FT819 iPSC-derived CAR T-cell Program
- First SLE Patient Treated in Phase 1 Autoimmunity Study. The multi-center, Phase 1 clinical trial for patients with systemic lupus erythematosus (SLE) is designed to evaluate the safety, pharmacokinetics, and anti-B cell activity of FT819, the Company’s off-the-shelf CD8αβ+ T-cell product candidate that incorporates a novel CD19-targeted 1XX chimeric antigen receptor (CAR) construct into the T-cell receptor alpha constant (TRAC) locus (NCT06308978). The first patient, a 27 year-old woman diagnosed with SLE over ten years ago who has refractory disease despite having been treated with multiple standard-of-care therapies, received conditioning chemotherapy followed by a single dose of FT819 at 360 million cells. The patient was discharged after a three-day hospital stay without any notable adverse events. In a "first-of-kind" translational assessment using a sample of the patient’s blood obtained prior to administration of conditioning chemotherapy, FT819 induced rapid and potent depletion of the patient’s CD19+ B cells in an ex vivo cytotoxicity assay.

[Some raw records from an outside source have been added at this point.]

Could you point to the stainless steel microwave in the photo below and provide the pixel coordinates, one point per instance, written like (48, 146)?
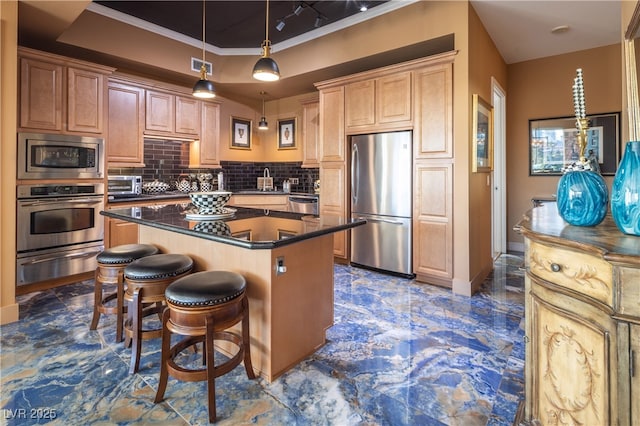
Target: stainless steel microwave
(53, 156)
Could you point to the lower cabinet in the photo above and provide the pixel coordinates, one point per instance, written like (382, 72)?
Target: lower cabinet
(121, 232)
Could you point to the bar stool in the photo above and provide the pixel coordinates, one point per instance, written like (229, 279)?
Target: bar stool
(146, 279)
(110, 270)
(203, 306)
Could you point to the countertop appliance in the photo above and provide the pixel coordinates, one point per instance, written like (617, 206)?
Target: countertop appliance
(53, 156)
(59, 230)
(381, 189)
(303, 203)
(123, 186)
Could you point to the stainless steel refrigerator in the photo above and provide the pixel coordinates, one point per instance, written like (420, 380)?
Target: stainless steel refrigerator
(381, 187)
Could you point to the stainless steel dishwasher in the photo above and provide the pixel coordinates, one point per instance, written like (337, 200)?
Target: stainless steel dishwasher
(303, 203)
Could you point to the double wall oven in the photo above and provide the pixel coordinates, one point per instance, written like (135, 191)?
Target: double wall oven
(60, 194)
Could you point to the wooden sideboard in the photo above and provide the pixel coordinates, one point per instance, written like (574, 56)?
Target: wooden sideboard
(582, 319)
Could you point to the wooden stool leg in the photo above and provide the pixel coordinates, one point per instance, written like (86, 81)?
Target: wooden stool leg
(166, 355)
(97, 302)
(246, 344)
(120, 306)
(136, 331)
(211, 367)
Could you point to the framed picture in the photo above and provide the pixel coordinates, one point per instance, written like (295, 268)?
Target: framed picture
(240, 133)
(287, 133)
(482, 135)
(553, 143)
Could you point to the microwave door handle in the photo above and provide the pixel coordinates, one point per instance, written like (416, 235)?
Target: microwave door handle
(83, 255)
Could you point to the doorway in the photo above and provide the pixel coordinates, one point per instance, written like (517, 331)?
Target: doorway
(499, 174)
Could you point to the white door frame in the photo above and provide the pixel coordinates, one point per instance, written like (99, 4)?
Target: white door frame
(499, 175)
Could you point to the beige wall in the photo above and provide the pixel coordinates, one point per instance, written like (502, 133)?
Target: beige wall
(8, 119)
(485, 62)
(541, 88)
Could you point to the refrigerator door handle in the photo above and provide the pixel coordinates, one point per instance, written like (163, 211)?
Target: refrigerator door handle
(355, 173)
(392, 222)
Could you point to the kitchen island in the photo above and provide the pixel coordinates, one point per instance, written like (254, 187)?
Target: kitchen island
(286, 258)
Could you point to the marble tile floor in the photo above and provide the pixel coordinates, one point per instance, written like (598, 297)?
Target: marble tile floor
(400, 353)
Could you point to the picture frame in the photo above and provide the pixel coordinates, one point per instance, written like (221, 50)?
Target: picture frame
(240, 133)
(553, 143)
(482, 135)
(287, 133)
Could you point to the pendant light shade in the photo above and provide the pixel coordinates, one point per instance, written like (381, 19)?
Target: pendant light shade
(266, 68)
(203, 88)
(263, 125)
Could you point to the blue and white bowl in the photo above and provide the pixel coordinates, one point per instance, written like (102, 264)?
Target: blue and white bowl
(210, 202)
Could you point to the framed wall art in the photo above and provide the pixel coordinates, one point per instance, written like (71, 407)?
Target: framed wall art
(287, 133)
(240, 133)
(553, 143)
(482, 135)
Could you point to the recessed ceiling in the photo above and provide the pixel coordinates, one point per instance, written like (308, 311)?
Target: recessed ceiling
(240, 24)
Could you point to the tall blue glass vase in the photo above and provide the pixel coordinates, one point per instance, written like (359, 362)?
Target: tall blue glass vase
(625, 191)
(582, 198)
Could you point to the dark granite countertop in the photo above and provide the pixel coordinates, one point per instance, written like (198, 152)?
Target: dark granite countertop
(248, 228)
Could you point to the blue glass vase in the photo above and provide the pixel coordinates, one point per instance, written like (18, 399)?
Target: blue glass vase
(625, 191)
(582, 198)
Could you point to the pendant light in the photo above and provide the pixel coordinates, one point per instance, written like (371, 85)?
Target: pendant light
(203, 88)
(266, 68)
(263, 125)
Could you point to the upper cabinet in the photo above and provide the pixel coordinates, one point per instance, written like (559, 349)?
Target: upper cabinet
(168, 114)
(61, 95)
(382, 103)
(125, 142)
(310, 133)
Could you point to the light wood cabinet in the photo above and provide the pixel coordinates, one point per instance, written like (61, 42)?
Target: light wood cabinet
(310, 133)
(169, 114)
(60, 94)
(379, 104)
(415, 95)
(582, 328)
(125, 144)
(205, 151)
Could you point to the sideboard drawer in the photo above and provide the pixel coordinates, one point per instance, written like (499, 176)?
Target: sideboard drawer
(628, 284)
(583, 273)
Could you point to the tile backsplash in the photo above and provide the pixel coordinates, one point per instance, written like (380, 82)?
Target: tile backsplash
(166, 160)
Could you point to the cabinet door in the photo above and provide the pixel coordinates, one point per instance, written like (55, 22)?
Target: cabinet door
(160, 112)
(333, 201)
(572, 362)
(433, 109)
(393, 98)
(310, 134)
(40, 95)
(205, 152)
(125, 145)
(122, 232)
(332, 137)
(85, 105)
(432, 221)
(187, 116)
(359, 103)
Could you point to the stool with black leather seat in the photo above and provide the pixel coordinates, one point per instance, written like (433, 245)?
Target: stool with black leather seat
(147, 279)
(203, 306)
(110, 270)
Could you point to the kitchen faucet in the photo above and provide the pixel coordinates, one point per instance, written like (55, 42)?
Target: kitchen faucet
(265, 175)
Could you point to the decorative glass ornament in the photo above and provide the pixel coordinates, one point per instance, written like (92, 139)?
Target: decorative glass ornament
(582, 198)
(625, 191)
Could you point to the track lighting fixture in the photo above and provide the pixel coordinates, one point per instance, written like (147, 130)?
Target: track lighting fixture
(203, 88)
(266, 68)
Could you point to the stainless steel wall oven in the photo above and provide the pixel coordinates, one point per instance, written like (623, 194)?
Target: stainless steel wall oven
(59, 230)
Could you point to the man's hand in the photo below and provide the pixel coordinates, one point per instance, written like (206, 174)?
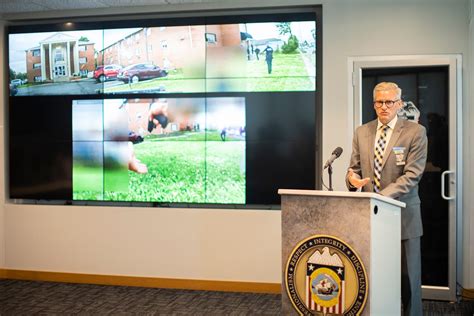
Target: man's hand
(355, 180)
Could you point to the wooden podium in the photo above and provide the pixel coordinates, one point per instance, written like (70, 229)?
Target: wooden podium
(340, 253)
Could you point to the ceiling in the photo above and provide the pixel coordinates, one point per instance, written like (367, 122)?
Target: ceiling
(24, 6)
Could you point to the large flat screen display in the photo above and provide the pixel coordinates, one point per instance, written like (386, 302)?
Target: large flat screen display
(240, 57)
(163, 150)
(211, 110)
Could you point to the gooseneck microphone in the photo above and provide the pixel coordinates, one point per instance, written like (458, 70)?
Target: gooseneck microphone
(335, 154)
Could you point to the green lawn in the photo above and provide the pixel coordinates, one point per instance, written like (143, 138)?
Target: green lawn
(288, 74)
(179, 171)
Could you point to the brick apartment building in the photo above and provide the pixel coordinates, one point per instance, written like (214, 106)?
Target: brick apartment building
(59, 58)
(170, 47)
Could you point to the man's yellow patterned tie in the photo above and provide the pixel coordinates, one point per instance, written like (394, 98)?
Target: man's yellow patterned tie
(378, 157)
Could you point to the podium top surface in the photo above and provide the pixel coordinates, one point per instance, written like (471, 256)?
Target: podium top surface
(342, 194)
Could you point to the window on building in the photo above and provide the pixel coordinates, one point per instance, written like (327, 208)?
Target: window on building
(58, 54)
(211, 38)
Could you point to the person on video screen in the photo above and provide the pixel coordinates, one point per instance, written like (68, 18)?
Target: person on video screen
(158, 115)
(268, 58)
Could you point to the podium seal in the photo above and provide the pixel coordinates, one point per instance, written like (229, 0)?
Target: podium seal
(324, 275)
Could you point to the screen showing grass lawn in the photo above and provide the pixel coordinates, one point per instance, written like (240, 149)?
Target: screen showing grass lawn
(176, 150)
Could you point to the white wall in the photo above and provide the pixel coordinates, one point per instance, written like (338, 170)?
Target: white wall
(468, 203)
(2, 164)
(232, 244)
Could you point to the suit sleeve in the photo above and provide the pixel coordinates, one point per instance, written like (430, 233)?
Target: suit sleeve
(355, 160)
(414, 166)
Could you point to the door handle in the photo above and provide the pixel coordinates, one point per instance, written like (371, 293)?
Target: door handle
(443, 176)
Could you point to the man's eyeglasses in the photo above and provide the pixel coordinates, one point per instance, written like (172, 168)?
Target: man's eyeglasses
(388, 103)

- Phase 1 BCM Study Data Establish Proof-of-Concept for Autoimmune Disease. At the American Society of Gene and Cell Therapy (ASGCT) 27th Annual Meeting, the Company today presented preclinical and translational data from its FT819 Phase 1 study in relapsed / refractory B cell malignancies (BCM), which showed that a single dose of FT819 exhibits multiple mechanisms implicated in generating an immune reset in patients with B cell-mediated autoimmune diseases. Clinical observations included: dose-dependent pharmacokinetics, reaching Cmax at Day 8 with persistence through the first two weeks in the periphery; rapid, deep, and sustained CD19+ B cell depletion in the peripheral blood using standard Cy / Flu and alternative conditioning chemotherapy regimens; patient case studies of secondary and tertiary tissue trafficking, infiltration, and activity with CD19+ B cell elimination in tissue; and patient case studies of plasma cell depletion and B cell reconstitution, which showed recovery of naïve B cells with little to no recovery of activated memory B cells or plasmablasts.

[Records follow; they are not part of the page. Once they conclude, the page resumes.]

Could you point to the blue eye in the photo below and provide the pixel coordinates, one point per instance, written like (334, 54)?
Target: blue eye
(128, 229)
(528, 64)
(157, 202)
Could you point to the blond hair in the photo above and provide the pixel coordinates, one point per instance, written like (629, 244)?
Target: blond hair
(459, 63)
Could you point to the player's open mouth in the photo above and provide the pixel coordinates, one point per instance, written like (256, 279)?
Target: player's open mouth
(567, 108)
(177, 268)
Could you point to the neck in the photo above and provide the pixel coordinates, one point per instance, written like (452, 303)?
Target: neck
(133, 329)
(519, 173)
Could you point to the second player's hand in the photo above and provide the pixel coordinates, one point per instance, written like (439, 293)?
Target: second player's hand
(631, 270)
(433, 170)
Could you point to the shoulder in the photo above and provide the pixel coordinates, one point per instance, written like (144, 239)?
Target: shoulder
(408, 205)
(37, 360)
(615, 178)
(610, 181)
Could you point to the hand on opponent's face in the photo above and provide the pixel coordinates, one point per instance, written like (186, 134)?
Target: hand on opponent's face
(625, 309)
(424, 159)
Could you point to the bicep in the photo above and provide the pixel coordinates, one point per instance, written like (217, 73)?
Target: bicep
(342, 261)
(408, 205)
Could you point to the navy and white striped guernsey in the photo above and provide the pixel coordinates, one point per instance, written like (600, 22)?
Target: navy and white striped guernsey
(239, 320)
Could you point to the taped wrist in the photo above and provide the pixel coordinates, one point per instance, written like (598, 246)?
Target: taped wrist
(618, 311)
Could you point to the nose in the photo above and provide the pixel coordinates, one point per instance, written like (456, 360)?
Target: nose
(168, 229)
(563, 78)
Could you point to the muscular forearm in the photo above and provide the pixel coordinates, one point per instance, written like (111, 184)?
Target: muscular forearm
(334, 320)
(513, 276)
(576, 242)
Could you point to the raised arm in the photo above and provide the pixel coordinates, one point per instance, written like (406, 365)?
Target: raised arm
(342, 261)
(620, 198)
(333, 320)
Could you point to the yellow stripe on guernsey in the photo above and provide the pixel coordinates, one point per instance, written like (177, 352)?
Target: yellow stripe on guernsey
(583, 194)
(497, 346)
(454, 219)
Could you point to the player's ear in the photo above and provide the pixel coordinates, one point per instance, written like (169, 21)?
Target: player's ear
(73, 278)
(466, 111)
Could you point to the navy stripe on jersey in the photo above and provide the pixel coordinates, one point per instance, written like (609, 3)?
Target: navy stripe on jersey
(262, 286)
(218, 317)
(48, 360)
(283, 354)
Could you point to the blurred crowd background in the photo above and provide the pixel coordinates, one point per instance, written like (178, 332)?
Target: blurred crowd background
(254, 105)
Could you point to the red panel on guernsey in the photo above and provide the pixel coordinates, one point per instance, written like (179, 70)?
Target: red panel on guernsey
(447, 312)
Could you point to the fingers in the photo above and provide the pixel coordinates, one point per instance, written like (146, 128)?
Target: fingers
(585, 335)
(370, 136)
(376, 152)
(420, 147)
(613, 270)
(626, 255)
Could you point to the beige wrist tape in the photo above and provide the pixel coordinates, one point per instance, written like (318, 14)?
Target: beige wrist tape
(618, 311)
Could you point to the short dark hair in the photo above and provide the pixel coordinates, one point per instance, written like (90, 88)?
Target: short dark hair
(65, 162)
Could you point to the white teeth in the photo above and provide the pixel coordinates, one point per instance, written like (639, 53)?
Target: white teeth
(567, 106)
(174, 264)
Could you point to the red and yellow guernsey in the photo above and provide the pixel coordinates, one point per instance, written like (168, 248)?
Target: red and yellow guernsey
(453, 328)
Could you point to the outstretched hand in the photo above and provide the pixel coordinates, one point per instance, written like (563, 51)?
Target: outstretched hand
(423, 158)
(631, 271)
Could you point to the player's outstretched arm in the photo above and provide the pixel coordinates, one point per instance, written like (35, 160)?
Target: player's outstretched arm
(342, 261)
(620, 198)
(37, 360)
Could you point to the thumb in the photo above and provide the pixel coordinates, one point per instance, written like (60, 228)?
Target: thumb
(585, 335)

- Dose-escalation Completed in Phase 1 BCM Study with Further Clinical Development to Focus Exclusively on Autoimmunity. The Company has successfully completed dose escalation in its Phase 1 BCM study, demonstrating safety and tolerability of FT819 at a single dose up to 1.08 billion cells (NCT04629729), and intends to pursue further clinical development exclusively in autoimmunity. 43 heavily pre-treated patients (B cell lymphoma, n=25; chronic lymphocytic leukemia, n=12; and acute lymphocytic leukemia, n=6) were treated with conditioning chemotherapy and a single dose of FT819 across five dose levels. The safety and tolerability profile of FT819 was favorable, with no dose-limiting toxicities, no events of any grade of immune effector-cell associated neurotoxicity syndrome (ICANS) or graft-versus-host disease (GvHD), and low incidence (14%) of only low-grade cytokine release syndrome (CRS). There were no study discontinuations or deaths related to FT819. Clinical responses were observed across all three histologies. In 17 patients with aggressive large B cell lymphoma, 12 (71%) of whom had previously received autologous CD19-targeted CAR T-cell therapy, the overall response and complete response rates were 47% and 24%, respectively.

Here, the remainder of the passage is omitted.